E.M. Pio-roda, PGA.com)
Bo Weekley, l’un des artisans de la victoire américaine (Photo: E.M. Pio-roda, PGA.com)

9 ans qu’ils attendaient ça ! Ramener la Ryder Cup outre-atlantique. Paul Azinger a fait la “Nick” à Faldo en remportant son pari d’aligner des débutants dans la moitié de son équipe.
Les joueurs de ”Zing” l’ont fait coupant court à tout suspens car les américains ont rapidement atteint les 14 1/2 points nécessaires à la victoire finale sur le parcours de Valhalla à Louisville.
Un premier point glané par un Anthony Kim survolté et porté par un public de yankees tout acquis à sa cause ne laissant aucune chance à Sergio Garcia passé complètement à côté de son simple. Les Européens sont pourtant revenus au score grâce d’une part à un Robert Karlsson impérial qui s’est largement imposé 5&3 face à Justin Leonard

Puis Justin Rose, d’autre part, ramenait lui aussi un point en faisant trébucher le grand Phil Mickelson 3&2. Ce qui ramenait l’Europe à 9 points contre 10 pour les Etats-Unis.

Hélas Paul Casey, pas au meilleur de sa forme, n’a pas pu faire mieux que partager la partie avec Hunter Mahan.

Et les parties suivantes ont fait penché la balance su côté des USA. Kenny Perry face à Henrik Stenson, 3&2. Bo Weekley, magistral, face à un Oliver Wilson qui n’a rien pu faire, 4&2. Un parcours qui a réussi également à JB Holmes, l’enfant du pays, du Kentucky, vainqueur de Soren Hansen 2&1. Les Etats-Unis menaient alors 13,5 à 9,5. Restait donc un seul petit point pour permettre aux américains de remporter cette Ryder Cup et laver ainsi l’affront d’être régulièrement battu par le vieux continent depuis 9 ans.

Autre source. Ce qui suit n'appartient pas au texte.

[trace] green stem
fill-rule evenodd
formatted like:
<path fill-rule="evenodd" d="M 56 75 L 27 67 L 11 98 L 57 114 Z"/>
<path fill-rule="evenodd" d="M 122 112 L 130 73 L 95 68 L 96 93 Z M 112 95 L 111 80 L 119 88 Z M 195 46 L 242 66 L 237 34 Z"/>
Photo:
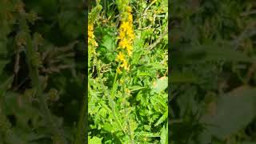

C’est Jim Furyk qui allait libérer son équipe en lui offrant ce point crucial. Sur le green du 17, l’américain menait déjà 2up face à Miguel Jimenez. L’espagnol ne pouvait espérer qu’un match nul au mieux. Pour cela il fallait un peu de réussite sur un putt qui a finalement refusé de rentrer dans la boîte pour maintenir le suspens plus longtemps. Alors Jimenez, élégamment, après son putt raté, a donné à Jim Furyk son dernier putt et ainsi le point nécessaire à la victoire finale saluée par une explosion de joie des joueurs et de leur capitaine qui se sont longuement étreints dans une ambiance digne d’un stade de foot ou de rugby.

Car cette victoire des golfeurs des USA est avant tout la victoire d’un peuple, d’un public qui a encouragé sans relâche son équipe durant 3 jours comme un véritable 13ème partenaire. Alors que les dernières parties, comme le veut la règle, finissaient leur parcours, à l’avantage pourtant des Européens. Mais les carottes étaient déjà cuites !

Au final les USA remportent largement cette Ryder Cup 16,5 à 11,5. Espérons que les Européens prendront leur revanche dans 2 ans sur le vieux continent cette fois, au Pays de Galles où se disputera la 38ème édition de cette Ryder Cup si magique.